O Minotauro é mais uma criatura mitológica que aparece na obra
A arte de Go Nagai na publicação também é uma coisa que merece destaque. Apesar de eu gostar muito do traço dele, algumas pessoas não gostam pois o consideram muito “caricato” ou “datado”. Porém em Dante Shinkyoku, o mangaká faz um traço mais realista, com expressões menos exageradas e caricatas e mais carregado com nanquim e com mais linhas de sombreamento, tudo para manter o traço condizente com a atmosfera da obra original. A quadrinização também está excelente e muitas vezes parei um pouco a leitura para observar todo o conjunto da arte. Muito dos quadros e painéis do mangá também são reproduções das belíssimas artes de Gustave Doré (1832-1883), que fez diversas ilustrações do livro “A Divina Comédia”. E por mais que sejam reproduções, a arte de Go Nagai nessas páginas é surpreendente. 

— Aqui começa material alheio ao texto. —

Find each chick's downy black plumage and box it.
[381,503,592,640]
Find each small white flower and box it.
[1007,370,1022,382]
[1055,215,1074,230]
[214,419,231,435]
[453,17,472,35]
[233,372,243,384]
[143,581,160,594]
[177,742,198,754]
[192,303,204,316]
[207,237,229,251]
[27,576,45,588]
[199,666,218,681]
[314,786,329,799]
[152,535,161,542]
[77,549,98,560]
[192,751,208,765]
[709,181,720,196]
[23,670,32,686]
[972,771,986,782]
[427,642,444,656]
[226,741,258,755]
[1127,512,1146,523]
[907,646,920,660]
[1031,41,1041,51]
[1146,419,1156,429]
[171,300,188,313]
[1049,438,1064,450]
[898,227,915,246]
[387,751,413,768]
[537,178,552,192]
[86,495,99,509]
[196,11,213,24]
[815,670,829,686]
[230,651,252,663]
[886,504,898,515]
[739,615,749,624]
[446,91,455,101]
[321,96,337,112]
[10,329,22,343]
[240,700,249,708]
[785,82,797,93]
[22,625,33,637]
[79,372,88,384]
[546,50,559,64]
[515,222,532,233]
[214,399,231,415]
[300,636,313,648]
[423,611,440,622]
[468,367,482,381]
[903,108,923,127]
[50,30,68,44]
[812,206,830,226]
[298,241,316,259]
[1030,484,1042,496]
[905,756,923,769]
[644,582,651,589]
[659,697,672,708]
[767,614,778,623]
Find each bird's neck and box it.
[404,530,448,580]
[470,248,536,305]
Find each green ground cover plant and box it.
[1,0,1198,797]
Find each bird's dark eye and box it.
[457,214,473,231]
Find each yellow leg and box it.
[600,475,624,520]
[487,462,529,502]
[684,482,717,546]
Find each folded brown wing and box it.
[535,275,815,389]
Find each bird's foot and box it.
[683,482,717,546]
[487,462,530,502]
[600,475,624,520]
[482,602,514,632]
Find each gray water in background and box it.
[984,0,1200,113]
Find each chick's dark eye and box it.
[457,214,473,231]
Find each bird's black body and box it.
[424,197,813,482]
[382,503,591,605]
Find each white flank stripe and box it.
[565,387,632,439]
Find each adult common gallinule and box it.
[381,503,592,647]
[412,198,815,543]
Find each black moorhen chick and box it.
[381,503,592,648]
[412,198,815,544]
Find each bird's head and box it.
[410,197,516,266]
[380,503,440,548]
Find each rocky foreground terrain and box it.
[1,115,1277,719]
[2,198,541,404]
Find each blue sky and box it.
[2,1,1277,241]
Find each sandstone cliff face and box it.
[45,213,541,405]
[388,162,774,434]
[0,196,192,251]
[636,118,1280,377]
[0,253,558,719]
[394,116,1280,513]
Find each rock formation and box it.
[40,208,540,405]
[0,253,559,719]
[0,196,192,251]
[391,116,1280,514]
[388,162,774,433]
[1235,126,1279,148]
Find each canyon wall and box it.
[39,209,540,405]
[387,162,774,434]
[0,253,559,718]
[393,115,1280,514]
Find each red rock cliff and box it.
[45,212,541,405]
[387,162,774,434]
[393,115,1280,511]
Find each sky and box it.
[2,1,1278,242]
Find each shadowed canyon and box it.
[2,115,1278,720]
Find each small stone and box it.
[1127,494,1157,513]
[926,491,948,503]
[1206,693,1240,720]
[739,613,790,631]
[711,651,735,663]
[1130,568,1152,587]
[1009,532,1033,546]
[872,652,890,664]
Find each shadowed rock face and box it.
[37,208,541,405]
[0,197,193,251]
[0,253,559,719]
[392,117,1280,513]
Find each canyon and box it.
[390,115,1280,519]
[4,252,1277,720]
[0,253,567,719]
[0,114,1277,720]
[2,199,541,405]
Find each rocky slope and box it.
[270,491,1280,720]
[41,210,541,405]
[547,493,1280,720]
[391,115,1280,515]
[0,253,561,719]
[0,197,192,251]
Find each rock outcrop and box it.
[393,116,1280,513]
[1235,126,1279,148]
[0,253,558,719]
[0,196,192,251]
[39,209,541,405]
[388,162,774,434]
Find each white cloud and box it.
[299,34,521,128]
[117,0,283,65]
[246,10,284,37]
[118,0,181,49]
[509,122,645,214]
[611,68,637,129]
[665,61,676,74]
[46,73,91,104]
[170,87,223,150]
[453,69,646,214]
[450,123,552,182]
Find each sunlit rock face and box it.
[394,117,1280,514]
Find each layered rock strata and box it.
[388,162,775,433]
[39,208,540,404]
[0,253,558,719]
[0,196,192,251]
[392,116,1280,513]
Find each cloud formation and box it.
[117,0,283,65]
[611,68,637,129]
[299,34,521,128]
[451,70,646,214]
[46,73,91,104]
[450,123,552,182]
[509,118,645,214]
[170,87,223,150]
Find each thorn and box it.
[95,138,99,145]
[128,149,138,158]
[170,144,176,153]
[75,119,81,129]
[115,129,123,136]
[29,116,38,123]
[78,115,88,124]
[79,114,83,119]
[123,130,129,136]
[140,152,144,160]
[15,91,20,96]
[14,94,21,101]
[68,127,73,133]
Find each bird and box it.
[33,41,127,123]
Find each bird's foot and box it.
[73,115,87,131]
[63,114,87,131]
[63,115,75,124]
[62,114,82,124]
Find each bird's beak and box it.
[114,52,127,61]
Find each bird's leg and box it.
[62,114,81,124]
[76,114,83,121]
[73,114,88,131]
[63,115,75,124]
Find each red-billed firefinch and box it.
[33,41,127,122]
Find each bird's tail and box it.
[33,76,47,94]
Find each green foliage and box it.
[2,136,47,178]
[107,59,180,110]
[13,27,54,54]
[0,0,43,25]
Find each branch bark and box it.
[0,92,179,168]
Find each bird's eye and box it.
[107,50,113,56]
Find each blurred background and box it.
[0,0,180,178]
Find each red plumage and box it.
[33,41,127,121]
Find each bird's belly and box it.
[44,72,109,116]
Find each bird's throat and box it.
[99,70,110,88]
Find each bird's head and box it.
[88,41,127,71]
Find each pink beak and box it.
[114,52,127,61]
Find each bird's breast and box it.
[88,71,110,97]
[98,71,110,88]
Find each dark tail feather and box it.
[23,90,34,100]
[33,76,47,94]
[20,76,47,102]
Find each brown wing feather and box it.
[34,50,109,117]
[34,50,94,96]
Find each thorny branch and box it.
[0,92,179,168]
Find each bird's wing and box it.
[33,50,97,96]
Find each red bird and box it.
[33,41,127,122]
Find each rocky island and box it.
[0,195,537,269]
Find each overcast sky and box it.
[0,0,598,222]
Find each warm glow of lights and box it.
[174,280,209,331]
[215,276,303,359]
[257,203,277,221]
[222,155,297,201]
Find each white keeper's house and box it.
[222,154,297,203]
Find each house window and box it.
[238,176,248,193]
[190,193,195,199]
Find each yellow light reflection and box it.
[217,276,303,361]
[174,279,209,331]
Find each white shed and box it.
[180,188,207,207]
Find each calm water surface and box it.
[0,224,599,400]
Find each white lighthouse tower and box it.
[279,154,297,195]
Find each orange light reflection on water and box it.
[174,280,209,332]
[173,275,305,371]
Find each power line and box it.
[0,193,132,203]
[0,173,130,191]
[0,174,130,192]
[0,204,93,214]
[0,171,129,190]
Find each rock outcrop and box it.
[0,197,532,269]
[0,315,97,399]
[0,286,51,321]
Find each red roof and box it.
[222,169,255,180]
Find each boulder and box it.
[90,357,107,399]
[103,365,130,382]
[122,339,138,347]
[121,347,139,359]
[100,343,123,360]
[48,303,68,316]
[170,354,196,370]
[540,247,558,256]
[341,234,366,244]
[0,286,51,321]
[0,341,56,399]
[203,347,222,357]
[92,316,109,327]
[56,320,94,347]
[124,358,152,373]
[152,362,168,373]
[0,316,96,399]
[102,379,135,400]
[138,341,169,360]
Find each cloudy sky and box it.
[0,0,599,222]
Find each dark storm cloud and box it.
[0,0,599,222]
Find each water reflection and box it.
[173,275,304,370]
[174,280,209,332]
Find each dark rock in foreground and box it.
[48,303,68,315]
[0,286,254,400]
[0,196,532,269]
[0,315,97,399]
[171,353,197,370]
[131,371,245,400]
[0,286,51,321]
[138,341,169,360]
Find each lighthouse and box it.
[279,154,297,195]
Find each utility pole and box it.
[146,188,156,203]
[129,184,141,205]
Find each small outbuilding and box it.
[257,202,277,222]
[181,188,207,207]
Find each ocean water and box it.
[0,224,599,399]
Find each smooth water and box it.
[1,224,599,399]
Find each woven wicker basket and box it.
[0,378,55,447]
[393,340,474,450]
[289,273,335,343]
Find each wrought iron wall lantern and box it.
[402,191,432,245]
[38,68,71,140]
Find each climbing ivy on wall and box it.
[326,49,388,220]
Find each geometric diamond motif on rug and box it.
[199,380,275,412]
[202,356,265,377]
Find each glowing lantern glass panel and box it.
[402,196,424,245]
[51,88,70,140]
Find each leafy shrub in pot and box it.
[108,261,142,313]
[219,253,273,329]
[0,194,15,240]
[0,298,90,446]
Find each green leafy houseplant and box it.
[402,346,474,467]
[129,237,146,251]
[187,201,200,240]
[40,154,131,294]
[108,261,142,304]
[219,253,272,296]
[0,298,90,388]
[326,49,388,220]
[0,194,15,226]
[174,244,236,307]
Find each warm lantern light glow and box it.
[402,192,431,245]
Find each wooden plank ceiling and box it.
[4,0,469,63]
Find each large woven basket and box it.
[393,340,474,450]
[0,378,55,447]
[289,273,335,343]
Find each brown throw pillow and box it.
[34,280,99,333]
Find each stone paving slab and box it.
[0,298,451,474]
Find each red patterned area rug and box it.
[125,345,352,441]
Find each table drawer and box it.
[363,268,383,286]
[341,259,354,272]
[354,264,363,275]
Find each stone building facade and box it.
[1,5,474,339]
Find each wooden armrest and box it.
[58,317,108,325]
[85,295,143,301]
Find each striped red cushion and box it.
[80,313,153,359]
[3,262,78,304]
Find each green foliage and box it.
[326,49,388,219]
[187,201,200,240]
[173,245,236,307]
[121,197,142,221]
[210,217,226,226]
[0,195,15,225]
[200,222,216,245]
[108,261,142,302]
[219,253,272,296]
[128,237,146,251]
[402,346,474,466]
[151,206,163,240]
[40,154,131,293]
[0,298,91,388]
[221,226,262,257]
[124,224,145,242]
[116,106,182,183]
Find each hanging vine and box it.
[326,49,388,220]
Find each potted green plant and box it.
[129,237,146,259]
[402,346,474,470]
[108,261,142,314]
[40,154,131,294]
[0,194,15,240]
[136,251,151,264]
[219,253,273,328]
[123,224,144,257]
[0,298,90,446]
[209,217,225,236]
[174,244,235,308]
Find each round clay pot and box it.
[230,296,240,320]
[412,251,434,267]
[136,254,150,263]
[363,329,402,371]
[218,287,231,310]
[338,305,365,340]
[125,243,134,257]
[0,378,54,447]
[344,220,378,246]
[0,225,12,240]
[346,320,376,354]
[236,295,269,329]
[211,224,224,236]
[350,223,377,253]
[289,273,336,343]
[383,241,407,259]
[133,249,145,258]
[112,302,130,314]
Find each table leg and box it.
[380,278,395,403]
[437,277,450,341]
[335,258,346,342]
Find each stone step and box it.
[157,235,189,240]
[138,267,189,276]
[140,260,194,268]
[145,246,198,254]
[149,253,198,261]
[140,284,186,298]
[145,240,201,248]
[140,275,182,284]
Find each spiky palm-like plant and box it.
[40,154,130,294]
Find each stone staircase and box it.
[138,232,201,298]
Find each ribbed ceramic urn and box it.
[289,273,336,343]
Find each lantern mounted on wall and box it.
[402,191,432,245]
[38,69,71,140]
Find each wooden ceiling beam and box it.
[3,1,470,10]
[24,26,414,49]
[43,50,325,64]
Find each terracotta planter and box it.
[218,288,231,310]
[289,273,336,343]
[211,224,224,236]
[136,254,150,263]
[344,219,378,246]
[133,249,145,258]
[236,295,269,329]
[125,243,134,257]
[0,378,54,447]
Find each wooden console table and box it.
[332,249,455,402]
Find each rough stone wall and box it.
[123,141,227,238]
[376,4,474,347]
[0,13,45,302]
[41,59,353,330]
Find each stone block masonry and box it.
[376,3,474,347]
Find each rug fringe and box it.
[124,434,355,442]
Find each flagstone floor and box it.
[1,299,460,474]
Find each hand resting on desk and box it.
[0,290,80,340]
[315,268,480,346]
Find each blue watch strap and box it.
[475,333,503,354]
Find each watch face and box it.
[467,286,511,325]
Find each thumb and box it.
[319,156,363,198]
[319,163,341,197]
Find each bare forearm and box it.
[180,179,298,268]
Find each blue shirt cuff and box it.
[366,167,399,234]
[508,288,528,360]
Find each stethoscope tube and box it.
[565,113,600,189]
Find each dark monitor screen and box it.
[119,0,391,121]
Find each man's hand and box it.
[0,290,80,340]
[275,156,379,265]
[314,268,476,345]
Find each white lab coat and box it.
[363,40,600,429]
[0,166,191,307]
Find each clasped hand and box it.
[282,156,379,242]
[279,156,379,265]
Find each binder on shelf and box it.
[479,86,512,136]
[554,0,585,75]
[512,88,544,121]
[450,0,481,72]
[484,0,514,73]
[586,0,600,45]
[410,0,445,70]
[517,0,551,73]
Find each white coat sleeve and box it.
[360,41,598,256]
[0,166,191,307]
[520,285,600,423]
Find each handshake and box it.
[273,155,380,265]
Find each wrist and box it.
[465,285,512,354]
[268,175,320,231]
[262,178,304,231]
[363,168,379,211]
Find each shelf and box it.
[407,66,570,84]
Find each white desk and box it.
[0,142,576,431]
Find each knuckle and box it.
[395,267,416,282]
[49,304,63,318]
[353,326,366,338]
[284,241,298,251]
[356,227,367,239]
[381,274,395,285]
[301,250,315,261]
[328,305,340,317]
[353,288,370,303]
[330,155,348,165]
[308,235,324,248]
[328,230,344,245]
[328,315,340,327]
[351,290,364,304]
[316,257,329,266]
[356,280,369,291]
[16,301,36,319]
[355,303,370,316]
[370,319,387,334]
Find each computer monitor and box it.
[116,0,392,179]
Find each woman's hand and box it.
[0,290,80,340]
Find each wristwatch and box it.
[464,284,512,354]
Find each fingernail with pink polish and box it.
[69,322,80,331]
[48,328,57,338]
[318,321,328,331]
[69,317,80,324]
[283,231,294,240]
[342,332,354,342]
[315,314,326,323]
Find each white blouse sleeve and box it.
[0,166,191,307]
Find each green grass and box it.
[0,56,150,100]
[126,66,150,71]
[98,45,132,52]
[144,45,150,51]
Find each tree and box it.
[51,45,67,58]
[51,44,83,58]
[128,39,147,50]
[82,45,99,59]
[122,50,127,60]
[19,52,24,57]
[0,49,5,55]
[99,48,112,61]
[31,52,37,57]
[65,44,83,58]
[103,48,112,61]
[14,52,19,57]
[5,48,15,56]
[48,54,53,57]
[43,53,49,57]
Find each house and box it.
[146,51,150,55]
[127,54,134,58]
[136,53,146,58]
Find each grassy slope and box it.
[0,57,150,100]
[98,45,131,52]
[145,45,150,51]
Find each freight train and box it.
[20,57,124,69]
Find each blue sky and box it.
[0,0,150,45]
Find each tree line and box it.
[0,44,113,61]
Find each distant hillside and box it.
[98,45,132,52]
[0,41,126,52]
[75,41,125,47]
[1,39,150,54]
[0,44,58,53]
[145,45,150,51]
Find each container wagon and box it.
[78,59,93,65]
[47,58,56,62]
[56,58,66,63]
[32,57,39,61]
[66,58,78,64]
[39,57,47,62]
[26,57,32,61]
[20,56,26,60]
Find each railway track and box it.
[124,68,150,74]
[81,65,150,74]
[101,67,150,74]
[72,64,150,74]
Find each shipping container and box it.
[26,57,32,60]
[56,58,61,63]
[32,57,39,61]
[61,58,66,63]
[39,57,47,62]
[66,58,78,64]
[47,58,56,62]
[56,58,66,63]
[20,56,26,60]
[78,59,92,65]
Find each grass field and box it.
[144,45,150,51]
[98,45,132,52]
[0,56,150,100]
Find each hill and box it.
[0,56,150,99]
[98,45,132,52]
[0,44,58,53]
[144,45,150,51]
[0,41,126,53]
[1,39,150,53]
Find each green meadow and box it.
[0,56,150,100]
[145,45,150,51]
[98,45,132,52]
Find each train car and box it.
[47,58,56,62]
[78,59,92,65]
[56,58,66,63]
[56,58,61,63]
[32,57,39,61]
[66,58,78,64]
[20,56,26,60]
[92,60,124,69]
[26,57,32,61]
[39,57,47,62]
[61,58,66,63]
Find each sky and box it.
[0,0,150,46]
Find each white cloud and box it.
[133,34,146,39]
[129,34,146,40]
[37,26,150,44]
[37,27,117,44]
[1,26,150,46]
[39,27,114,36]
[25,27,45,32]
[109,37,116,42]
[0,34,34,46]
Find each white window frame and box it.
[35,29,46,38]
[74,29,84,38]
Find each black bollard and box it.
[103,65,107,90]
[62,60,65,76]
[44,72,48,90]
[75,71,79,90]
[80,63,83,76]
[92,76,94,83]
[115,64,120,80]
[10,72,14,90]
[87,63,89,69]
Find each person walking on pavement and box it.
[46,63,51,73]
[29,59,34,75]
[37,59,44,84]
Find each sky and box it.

Ilustração superior por Gustave Doré. Ilustração inferior por Go Nagai

Apesar de citar algumas vezes durante o texto que o mangá retrata o inferno, o purgatório e o paraíso – o que é verdade -, devo ressaltar que grande parte da história se passa no inferno, então naturalmente é nessa área que ela é melhor desenvolvida. A passagem pelo purgatório é breve, mas ainda mostra algumas coisas interessantes, já a parte do paraíso é extremamente apressada, o que me desagradou um pouco. Porém, um amigo que já leu a obra original me disse que mesmo lá a passagem pelo céu é bem breve, uma pena, pois gostaria de ver mais do paraíso ilustrado pelo Go Nagai, pois a forma que a trabalha no mangá é realmente muito boa.
Recomendo Dante Shinkyoku não apenas para aqueles que querem conhecer a clássica obra de Dante de forma mais sucinta ou para aqueles que já leram a obra original e desejam ver como é a adaptação em mangá. Mas para todos que querem ler uma obra boa e curta. Pois além de ler um bom mangá, possivelmente ainda irão adquirir certo conhecimento sobre uma das maiores obras da literatura mundial. São poucos volumes, e a obra está disponível em português na internet, infelizmente, não de forma oficial. Mas convenhamos que seria muito legal ver esse mangá vindo pro Brasil pela NewPOP, no selo Prime, por exemplo. Quem sabe, né? Fica aí a dica para a editora.

Espero que tenham gostado do texto, obrigado por lerem até aqui e até a próxima!